Furthermore, we define a unit vector in the direction of \(\vec{r}\) as \(\hat{r}\). That is:

\begin{equation} \hat{r} = \cos(\theta) \hat{i} + \sin{\theta} \hat{j} \end{equation}

Lastly, we define a vector \(\hat{\theta}\), a unit vector orthogonal to \(\vec{r}\). It is defined as such as the direction of \(\vec{\theta}\) would, at any given instance, be perpendicular to the direction of \(\vec{r}\) and parallel to the direction to its movement.

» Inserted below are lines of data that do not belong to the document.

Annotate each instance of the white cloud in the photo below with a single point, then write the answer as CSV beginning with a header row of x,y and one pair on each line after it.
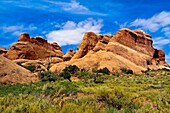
x,y
75,7
154,23
72,33
159,42
17,29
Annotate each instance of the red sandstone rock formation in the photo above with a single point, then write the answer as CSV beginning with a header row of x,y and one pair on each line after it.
x,y
3,51
127,48
70,53
33,48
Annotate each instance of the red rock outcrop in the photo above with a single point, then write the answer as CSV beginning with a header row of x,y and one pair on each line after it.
x,y
3,51
127,48
33,49
12,73
70,53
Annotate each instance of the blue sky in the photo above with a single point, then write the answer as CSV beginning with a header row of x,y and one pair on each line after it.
x,y
65,21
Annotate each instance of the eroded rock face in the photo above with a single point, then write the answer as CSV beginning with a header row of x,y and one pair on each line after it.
x,y
70,53
12,73
91,41
33,49
3,51
135,39
127,48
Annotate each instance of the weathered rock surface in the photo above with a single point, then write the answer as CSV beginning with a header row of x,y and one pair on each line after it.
x,y
12,73
3,51
127,48
33,49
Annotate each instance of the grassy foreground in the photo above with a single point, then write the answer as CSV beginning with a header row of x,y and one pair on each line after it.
x,y
128,93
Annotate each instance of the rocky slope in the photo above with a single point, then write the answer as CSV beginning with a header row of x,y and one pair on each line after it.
x,y
12,73
33,49
127,48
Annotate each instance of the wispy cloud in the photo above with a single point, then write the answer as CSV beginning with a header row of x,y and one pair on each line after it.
x,y
158,23
72,33
72,6
16,30
159,42
75,7
154,23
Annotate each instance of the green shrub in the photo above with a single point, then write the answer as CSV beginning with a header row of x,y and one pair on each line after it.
x,y
126,71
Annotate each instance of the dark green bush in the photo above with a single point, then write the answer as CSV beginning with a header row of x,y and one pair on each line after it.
x,y
31,68
126,71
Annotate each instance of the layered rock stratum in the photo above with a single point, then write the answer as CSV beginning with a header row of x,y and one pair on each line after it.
x,y
127,48
33,49
12,73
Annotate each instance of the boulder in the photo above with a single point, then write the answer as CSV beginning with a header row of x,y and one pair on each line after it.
x,y
33,49
127,48
3,51
70,53
10,72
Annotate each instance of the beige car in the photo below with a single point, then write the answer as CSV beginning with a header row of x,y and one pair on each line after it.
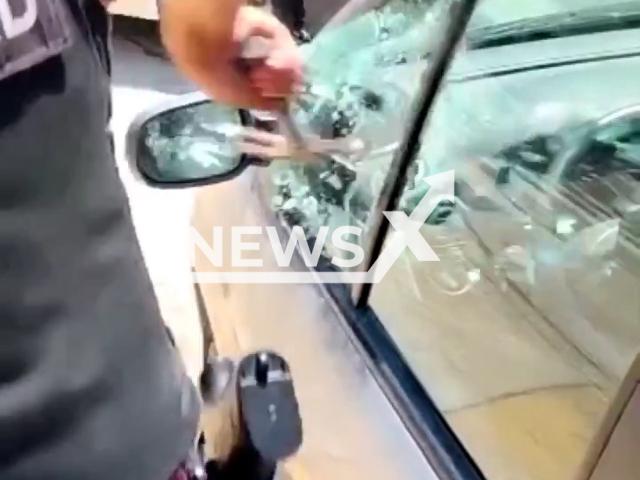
x,y
514,355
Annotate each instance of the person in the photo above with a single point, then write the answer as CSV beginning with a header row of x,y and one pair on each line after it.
x,y
90,385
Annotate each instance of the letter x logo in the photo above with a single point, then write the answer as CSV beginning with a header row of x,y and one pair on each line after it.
x,y
407,228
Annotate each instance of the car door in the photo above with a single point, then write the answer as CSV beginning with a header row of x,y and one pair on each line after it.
x,y
501,359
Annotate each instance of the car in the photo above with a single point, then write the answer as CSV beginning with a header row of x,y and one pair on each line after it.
x,y
515,356
302,19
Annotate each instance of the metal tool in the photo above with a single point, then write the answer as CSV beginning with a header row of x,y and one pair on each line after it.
x,y
289,141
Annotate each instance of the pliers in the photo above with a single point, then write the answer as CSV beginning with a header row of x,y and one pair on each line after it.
x,y
289,142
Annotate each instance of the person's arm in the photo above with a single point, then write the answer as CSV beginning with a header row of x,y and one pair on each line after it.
x,y
203,38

\begin{equation} \hat{\theta} = -\sin{\theta}\hat{i} + \cos{\theta}\hat{j} \end{equation}

2 Determining changes in direction

We now create definitions for changes in "direction" — the changes present in \(\hat{r}\) and \(\hat{\theta}\) — which we will leverage later.

\begin{align} \frac{d\hat{r}}{dt} &= \frac{d}{dt}(\cos{\theta}\hat{i} + \sin{\theta}\hat{j}) \\ &= -\dot{\theta} \sin{\theta}\hat{i} + \dot{\theta}\cos{\theta}\hat{j} \\ &= \dot{\theta} (-\sin{\theta}\hat{i} + \cos{\theta}\hat{j}) \\ &= \dot{\theta}\hat{\theta} \end{align}

Hence, the change in the direction of \(\hat{r}\), aptly and intuitively, could be modeled by the change in the angle \(\theta\) times the direction of \(\theta\).

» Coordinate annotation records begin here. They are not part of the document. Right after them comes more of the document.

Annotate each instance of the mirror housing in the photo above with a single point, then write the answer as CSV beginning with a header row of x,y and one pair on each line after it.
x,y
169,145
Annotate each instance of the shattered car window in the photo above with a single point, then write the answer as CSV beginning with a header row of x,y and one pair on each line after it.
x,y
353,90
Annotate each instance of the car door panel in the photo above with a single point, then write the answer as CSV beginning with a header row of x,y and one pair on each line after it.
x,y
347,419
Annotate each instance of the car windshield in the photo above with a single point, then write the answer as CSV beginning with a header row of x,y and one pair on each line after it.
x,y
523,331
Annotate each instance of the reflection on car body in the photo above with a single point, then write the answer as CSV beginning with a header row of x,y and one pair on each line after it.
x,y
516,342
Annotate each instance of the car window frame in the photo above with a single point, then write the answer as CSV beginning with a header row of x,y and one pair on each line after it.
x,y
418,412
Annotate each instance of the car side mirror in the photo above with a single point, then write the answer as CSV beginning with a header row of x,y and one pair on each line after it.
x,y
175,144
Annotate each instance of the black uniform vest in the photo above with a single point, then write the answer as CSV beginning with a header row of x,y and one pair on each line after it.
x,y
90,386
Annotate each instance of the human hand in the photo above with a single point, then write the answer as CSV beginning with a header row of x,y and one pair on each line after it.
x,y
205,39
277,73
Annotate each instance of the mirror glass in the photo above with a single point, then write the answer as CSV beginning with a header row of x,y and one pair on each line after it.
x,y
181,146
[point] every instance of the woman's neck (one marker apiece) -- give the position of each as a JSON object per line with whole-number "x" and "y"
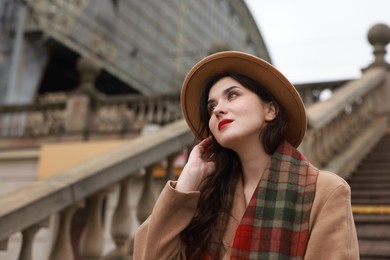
{"x": 254, "y": 160}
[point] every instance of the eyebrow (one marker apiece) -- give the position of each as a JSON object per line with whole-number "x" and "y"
{"x": 224, "y": 92}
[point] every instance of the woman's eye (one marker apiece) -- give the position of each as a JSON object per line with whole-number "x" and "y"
{"x": 232, "y": 95}
{"x": 211, "y": 108}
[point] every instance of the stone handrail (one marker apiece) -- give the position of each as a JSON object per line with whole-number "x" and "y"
{"x": 27, "y": 209}
{"x": 75, "y": 115}
{"x": 344, "y": 128}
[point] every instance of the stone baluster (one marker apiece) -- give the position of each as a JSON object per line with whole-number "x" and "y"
{"x": 379, "y": 37}
{"x": 170, "y": 174}
{"x": 168, "y": 112}
{"x": 151, "y": 112}
{"x": 158, "y": 118}
{"x": 4, "y": 244}
{"x": 121, "y": 222}
{"x": 62, "y": 247}
{"x": 28, "y": 236}
{"x": 147, "y": 198}
{"x": 140, "y": 109}
{"x": 92, "y": 237}
{"x": 78, "y": 114}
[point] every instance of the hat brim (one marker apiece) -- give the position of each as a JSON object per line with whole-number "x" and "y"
{"x": 253, "y": 67}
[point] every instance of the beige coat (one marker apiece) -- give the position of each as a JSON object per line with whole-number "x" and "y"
{"x": 332, "y": 229}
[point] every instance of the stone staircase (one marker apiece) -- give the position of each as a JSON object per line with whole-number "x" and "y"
{"x": 370, "y": 185}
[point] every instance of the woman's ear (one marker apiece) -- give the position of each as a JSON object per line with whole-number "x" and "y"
{"x": 270, "y": 111}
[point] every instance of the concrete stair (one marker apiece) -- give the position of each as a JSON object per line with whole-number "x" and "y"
{"x": 370, "y": 186}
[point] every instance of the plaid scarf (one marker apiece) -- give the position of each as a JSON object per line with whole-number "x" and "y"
{"x": 275, "y": 224}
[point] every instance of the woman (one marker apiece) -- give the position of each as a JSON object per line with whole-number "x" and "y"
{"x": 246, "y": 192}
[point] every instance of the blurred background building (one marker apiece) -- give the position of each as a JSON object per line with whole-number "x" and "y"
{"x": 91, "y": 127}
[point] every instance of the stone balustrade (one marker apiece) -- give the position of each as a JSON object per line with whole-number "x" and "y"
{"x": 28, "y": 209}
{"x": 343, "y": 129}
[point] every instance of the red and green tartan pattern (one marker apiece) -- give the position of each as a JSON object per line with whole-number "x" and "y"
{"x": 275, "y": 224}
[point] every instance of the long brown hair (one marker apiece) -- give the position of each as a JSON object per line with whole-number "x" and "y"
{"x": 217, "y": 190}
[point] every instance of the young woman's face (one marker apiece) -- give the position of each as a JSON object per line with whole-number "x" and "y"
{"x": 237, "y": 115}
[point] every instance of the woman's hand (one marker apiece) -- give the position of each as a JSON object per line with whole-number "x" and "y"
{"x": 196, "y": 169}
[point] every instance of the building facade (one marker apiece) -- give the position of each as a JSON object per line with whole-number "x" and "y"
{"x": 143, "y": 47}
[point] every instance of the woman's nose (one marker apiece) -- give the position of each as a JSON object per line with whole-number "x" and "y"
{"x": 219, "y": 110}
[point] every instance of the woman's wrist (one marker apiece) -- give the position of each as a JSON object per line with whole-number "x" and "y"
{"x": 190, "y": 178}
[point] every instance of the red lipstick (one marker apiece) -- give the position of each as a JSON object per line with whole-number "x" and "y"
{"x": 224, "y": 123}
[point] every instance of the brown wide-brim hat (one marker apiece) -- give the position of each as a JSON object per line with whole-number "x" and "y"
{"x": 253, "y": 67}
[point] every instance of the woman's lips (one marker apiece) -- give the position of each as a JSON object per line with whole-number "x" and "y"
{"x": 224, "y": 123}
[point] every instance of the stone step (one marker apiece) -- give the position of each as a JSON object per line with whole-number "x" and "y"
{"x": 375, "y": 219}
{"x": 369, "y": 201}
{"x": 356, "y": 186}
{"x": 374, "y": 249}
{"x": 382, "y": 171}
{"x": 373, "y": 231}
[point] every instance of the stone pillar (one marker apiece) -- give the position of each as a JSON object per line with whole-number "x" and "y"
{"x": 78, "y": 107}
{"x": 379, "y": 36}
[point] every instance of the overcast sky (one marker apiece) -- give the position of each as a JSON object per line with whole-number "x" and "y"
{"x": 316, "y": 41}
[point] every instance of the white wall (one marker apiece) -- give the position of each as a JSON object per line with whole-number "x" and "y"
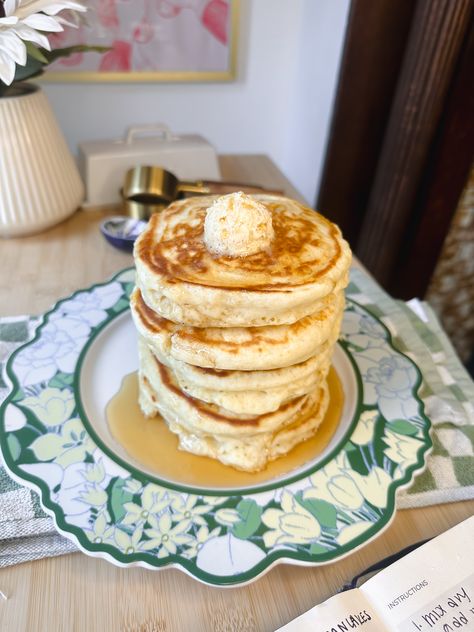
{"x": 280, "y": 104}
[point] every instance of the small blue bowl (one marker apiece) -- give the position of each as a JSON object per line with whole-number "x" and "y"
{"x": 121, "y": 231}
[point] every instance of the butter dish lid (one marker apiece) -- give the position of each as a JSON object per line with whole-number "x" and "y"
{"x": 104, "y": 163}
{"x": 139, "y": 138}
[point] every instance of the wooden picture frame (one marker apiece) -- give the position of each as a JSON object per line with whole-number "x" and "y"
{"x": 151, "y": 41}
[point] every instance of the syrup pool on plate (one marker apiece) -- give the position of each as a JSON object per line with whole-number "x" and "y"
{"x": 150, "y": 443}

\begin{align} \frac{d\hat{\theta}}{dt} &= \frac{d}{dt}(-\sin\theta \hat{i} + \cos\theta \hat{j}) \\ &= -\dot{\theta}\cos{\theta} \hat{i} - \dot{\theta}\sin\theta\hat{j} \\ &= -\dot{\theta} (\cos\theta\hat{i} + \sin\theta\hat{j}) \\ &= -\dot{\theta}\hat{r} \end{align}

We now note that, indeed, the change in the direction of \(\theta\) is modeled by the direction at which \(\vec{r}\) exists, and the angle of \(\theta\) as \(\theta\) must be orthogonal to \(\vec{r}\).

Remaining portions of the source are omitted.